This is a story about a family and what meal times meant to them over the years. About how important it was to them to have people at the table who were happy. To them, meal times presented opportunities to engage, to exchange ideas, news and views, to have conversation, to bond — and to enjoy one of life’s great pleasures — food. To this family, meal times were truly regarded as their comfort zone.
Rod is Jen’s older brother. Rod is a chef and, as much as Jen loved all things ‘foodie’, she trained as a nurse. Growing up, Rod and Jen were incredibly close. In fact, when they were younger they travelled together to Britain and that’s where Jen met her husband, Philip. Jen and Philip married and he emigrated to Australia, and they had one son named Peter. No matter how far they had to travel, this small family would all get together every Christmas at Rod and Jen’s family home. However, after Rod and Jen’s dad died in 2004 and their mum in 2008, Rod and Jen found that they didn’t get together as much. Whilst Philip’s parents visited Australia twice to join these Christmas gatherings and the whole family enjoyed a momentous family gathering in the UK in 2002, the following year Philip’s parents died within six weeks of each other. The family was suddenly smaller and at times they felt as if they were all orphaned, adrift, devoid of that solid base.

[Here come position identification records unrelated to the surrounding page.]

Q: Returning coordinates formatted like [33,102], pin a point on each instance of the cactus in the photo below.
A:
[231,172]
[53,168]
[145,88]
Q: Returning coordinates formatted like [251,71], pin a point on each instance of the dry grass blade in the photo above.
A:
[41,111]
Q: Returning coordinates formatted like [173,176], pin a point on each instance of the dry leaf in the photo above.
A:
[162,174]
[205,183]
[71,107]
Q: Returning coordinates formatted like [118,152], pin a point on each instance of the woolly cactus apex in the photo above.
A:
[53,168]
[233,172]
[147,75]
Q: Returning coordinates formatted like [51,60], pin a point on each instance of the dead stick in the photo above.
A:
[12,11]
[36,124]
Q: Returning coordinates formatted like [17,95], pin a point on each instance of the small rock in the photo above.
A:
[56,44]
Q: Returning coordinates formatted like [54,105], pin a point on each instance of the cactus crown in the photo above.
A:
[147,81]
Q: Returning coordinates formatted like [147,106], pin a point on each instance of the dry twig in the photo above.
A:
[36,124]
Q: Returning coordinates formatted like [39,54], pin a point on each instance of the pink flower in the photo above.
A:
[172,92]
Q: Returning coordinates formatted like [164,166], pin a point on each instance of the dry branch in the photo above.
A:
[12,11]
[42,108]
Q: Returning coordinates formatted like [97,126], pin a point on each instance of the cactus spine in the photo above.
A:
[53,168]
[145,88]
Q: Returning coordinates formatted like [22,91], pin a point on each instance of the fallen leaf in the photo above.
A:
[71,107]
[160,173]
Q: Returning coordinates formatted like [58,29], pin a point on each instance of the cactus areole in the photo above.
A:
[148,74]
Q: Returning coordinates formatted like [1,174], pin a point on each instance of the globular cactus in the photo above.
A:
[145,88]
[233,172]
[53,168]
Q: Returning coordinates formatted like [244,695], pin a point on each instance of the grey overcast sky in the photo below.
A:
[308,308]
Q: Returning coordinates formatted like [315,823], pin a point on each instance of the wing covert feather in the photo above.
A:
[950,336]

I initially wrote the first draft of this story just after Christmas and I am now writing this post-Easter when only the memories of times together are all that remain. Everything changes but we still celebrate our significant mealtime gatherings with the same gusto, the same conviviality, the same stories— and, happily, new ones too.
All over the world, people celebrate Christmas and Easter differently and, of course, some countries and religions do not observe these times at all. Even within Australia, there are many different approaches to observing Christmas and Easter. However celebrated, it is generally a time to catch up with family and friends, share a meal, exchange pleasantries, have a myriad of conversations, reflect, reminisce and recall.
So, what was your festive season like? How was Christmas, how was the Easter break? What was your last meal like? Who did you share it with? How did it rate?